The survey is a concession of sorts to the realities of a still-competitive labor market where the ability to work from home is table stakes for people who don’t need to be on-site for their jobs. The lure to other more flexible, employers can be especially strong for city workers, whose salaries often don’t keep up with private sector pay. Hybrid work was highlighted as a key solution to agencies’ job vacancy crisis in a recent report by the Office of the New York City Comptroller.

While some agencies, like the police and fire departments, have seen an uptick in retirements, others have experienced slow attrition. Adams highlighted two agencies as recruitment priorities – the Department of Housing Preservation and Development, which manages the city’s affordable housing, and the Human Resources Administration, which provides social services.

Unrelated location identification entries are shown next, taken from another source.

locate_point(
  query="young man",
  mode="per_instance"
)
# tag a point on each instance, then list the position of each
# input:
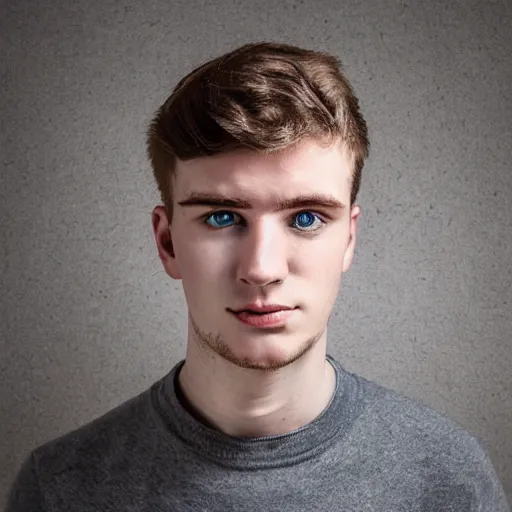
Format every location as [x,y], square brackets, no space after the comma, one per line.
[258,157]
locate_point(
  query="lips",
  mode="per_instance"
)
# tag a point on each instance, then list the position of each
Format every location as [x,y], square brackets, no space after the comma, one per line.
[261,309]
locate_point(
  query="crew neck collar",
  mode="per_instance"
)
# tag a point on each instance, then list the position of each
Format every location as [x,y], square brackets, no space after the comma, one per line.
[267,451]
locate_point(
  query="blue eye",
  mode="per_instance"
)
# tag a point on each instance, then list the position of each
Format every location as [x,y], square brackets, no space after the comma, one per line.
[220,219]
[304,221]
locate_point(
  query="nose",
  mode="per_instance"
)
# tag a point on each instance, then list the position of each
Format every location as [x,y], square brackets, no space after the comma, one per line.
[263,257]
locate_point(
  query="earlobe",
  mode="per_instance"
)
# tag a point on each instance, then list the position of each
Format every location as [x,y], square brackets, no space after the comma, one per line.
[164,242]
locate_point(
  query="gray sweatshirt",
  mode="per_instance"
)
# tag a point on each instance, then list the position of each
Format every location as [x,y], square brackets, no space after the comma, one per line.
[372,449]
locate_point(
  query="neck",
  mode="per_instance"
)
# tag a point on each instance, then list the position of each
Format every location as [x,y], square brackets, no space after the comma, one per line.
[251,403]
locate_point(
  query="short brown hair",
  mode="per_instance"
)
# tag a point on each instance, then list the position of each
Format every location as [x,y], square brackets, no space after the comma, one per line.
[261,96]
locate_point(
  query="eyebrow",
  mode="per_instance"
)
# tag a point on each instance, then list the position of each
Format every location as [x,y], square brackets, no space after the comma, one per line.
[302,201]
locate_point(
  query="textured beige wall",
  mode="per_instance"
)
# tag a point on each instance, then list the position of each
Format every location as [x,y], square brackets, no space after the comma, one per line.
[88,317]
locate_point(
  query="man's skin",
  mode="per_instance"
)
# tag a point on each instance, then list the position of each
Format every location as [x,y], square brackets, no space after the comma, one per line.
[241,379]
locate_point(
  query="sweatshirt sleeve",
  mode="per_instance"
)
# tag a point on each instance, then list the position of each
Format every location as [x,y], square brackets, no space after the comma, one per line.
[489,491]
[476,486]
[25,494]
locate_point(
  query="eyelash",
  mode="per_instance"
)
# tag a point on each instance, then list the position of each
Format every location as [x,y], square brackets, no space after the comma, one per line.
[317,215]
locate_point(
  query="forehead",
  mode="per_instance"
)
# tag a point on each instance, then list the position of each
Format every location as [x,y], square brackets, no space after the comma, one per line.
[306,167]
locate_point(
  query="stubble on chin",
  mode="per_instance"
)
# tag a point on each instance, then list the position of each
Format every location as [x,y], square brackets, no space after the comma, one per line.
[213,344]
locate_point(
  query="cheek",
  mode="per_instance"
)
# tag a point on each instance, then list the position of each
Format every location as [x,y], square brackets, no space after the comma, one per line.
[201,262]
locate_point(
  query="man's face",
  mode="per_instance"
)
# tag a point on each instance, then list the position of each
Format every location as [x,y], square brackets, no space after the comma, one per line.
[251,252]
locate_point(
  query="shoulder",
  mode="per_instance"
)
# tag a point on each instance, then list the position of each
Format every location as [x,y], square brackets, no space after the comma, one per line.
[410,424]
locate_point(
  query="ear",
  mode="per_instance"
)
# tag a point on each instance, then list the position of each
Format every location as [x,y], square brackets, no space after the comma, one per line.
[349,252]
[163,239]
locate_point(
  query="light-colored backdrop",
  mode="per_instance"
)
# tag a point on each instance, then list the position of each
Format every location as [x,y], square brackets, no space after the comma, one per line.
[89,319]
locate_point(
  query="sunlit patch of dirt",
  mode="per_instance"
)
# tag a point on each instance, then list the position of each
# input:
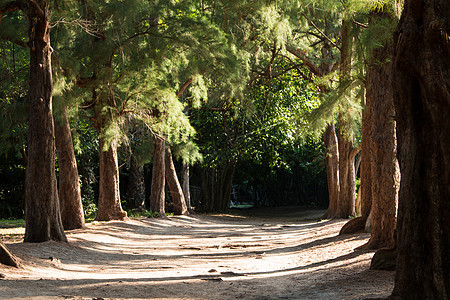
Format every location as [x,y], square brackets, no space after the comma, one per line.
[245,255]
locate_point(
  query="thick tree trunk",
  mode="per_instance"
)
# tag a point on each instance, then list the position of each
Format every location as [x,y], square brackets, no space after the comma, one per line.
[158,196]
[332,162]
[365,190]
[216,187]
[179,203]
[346,201]
[185,186]
[43,217]
[69,186]
[109,205]
[7,258]
[421,72]
[385,176]
[347,195]
[136,185]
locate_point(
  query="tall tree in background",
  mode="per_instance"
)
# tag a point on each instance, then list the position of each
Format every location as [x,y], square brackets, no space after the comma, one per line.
[421,75]
[72,213]
[158,195]
[347,153]
[43,218]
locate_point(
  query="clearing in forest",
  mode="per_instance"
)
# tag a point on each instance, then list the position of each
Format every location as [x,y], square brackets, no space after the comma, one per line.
[243,255]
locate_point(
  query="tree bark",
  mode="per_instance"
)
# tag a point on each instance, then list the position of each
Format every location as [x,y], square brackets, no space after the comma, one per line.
[422,99]
[346,201]
[69,186]
[179,203]
[216,187]
[136,185]
[332,163]
[109,205]
[158,196]
[185,186]
[347,195]
[385,176]
[43,217]
[7,258]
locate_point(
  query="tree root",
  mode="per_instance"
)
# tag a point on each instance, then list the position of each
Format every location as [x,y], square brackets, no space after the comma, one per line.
[384,259]
[7,258]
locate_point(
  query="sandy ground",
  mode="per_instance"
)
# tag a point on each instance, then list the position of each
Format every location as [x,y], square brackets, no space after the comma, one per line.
[243,255]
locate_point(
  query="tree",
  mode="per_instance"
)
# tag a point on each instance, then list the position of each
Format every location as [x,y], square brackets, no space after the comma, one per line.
[421,97]
[43,218]
[179,202]
[72,214]
[379,168]
[157,196]
[382,150]
[7,258]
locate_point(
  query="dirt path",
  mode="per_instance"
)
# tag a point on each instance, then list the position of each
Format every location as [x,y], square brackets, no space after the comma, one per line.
[200,257]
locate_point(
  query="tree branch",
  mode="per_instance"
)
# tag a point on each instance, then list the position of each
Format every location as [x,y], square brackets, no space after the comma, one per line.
[17,42]
[355,151]
[301,54]
[184,87]
[10,6]
[36,7]
[321,32]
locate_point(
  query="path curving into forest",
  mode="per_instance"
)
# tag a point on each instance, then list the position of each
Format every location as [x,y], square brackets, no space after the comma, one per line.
[243,255]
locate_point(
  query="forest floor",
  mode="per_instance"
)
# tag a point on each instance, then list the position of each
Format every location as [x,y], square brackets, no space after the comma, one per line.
[247,254]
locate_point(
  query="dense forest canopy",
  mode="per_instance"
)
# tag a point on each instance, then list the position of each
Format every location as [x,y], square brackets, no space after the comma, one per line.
[112,107]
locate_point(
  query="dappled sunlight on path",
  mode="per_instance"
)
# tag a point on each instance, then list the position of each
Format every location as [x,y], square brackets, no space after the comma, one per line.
[199,256]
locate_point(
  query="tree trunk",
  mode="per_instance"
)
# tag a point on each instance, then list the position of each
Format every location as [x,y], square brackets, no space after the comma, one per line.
[365,190]
[422,99]
[347,195]
[179,203]
[185,186]
[332,162]
[384,166]
[109,206]
[69,186]
[216,187]
[43,217]
[158,196]
[346,201]
[136,185]
[7,258]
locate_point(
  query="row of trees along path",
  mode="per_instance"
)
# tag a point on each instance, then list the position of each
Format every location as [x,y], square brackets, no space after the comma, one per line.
[419,96]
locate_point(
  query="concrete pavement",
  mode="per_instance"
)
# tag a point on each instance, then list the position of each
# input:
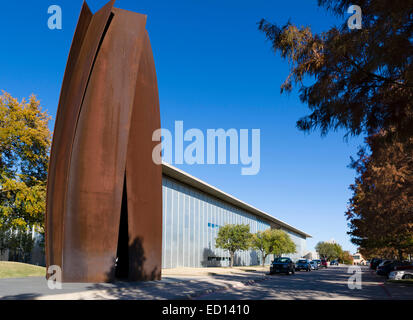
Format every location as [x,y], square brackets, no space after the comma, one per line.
[214,283]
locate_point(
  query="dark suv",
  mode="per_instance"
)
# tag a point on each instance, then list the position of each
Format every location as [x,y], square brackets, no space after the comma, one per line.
[303,264]
[282,265]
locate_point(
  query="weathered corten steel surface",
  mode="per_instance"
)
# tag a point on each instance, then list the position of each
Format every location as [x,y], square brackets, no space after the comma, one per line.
[108,110]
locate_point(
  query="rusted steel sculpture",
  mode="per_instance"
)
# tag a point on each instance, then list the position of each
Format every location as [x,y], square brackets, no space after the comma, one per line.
[104,193]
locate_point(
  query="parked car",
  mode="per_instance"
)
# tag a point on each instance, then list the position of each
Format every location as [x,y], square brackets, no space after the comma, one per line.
[407,266]
[314,265]
[375,262]
[318,262]
[401,274]
[383,263]
[303,264]
[386,268]
[282,265]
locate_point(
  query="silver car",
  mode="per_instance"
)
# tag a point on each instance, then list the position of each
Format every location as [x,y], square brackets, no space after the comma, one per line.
[314,265]
[401,275]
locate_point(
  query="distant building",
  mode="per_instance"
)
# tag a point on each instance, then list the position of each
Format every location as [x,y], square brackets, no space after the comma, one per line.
[359,259]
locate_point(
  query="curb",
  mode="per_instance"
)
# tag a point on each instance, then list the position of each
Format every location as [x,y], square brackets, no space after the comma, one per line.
[226,287]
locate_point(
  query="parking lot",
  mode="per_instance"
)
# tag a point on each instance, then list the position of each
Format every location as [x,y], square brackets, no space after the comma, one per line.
[330,283]
[247,283]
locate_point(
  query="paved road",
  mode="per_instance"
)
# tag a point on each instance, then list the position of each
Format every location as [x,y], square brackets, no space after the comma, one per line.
[330,283]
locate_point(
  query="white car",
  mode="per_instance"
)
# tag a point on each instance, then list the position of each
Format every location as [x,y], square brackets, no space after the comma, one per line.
[401,274]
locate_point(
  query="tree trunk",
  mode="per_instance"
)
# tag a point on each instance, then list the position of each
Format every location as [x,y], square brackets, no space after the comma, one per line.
[400,254]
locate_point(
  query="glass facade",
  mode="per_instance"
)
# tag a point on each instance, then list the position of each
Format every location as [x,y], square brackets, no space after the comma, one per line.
[191,220]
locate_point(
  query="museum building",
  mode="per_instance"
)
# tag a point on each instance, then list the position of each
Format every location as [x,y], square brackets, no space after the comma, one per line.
[193,212]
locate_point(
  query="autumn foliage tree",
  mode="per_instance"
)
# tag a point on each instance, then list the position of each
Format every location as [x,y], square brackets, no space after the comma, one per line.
[381,209]
[24,144]
[233,238]
[361,81]
[272,241]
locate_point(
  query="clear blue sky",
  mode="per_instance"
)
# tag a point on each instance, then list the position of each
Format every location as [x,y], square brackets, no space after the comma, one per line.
[215,70]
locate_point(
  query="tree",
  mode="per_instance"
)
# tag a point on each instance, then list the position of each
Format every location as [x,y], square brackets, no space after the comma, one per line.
[24,144]
[265,242]
[282,243]
[380,213]
[362,79]
[233,237]
[346,258]
[329,251]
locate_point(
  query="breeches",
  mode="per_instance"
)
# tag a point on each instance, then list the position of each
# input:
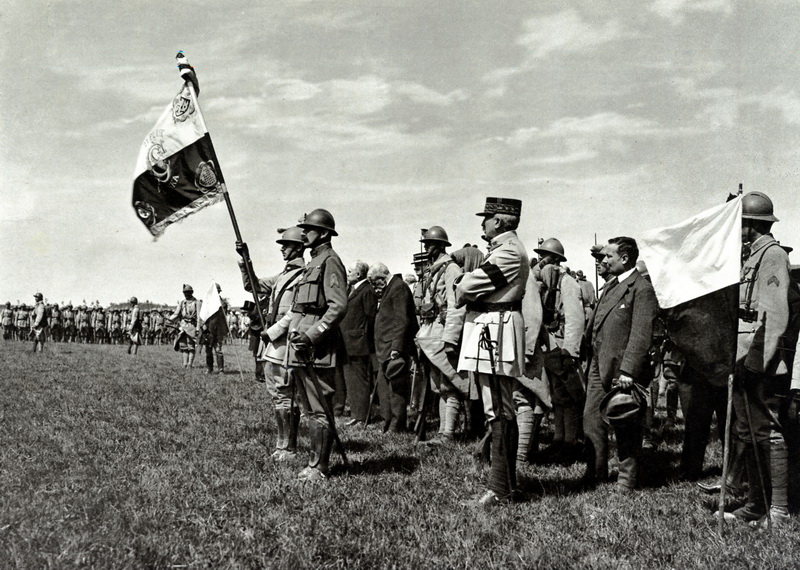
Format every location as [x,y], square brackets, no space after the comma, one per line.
[314,402]
[280,383]
[766,395]
[504,391]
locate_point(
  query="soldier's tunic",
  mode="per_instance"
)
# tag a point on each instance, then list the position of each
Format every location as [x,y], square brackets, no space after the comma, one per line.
[8,322]
[442,322]
[39,321]
[766,345]
[188,312]
[493,294]
[280,378]
[318,305]
[135,326]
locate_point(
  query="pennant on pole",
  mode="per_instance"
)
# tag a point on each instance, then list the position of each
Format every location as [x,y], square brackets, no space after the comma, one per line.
[695,257]
[212,313]
[176,173]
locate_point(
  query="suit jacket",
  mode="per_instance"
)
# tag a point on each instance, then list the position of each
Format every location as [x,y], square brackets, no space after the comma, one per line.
[358,324]
[395,322]
[621,330]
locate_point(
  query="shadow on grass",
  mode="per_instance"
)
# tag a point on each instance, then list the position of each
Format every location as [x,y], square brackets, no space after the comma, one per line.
[405,464]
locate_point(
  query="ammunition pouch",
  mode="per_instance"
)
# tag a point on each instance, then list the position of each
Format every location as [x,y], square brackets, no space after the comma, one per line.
[748,315]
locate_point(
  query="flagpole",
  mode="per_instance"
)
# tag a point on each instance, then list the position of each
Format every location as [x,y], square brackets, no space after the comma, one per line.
[186,73]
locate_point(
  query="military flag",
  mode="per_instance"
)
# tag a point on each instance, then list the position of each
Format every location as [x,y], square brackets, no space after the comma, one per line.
[695,257]
[212,313]
[694,267]
[177,173]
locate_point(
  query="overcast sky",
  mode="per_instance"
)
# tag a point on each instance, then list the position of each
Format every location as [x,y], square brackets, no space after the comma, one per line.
[603,117]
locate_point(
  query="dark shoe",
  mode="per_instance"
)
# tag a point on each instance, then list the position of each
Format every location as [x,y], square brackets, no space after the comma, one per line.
[732,502]
[486,501]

In earlier times, city agencies could expect a steady stream of applicants, Adams said. Now, though, government agencies must compete for workers just like every other business. Part of that strategy involves rethinking the remote work policy, in addition to stepping up recruitment efforts. “There’s a pulse shift that you have to go out now and compete,” Adams said.

Adams rolled out a five-day return-to-office mandate last June while also trying to convince the CEOs of companies like Goldman Sachs and JPMorgan Chase to bring their workers back to revive vacant Manhattan neighborhoods. “You can’t stay home in your pajamas all day,” Adams said of the city’s remote workforce at an event last year.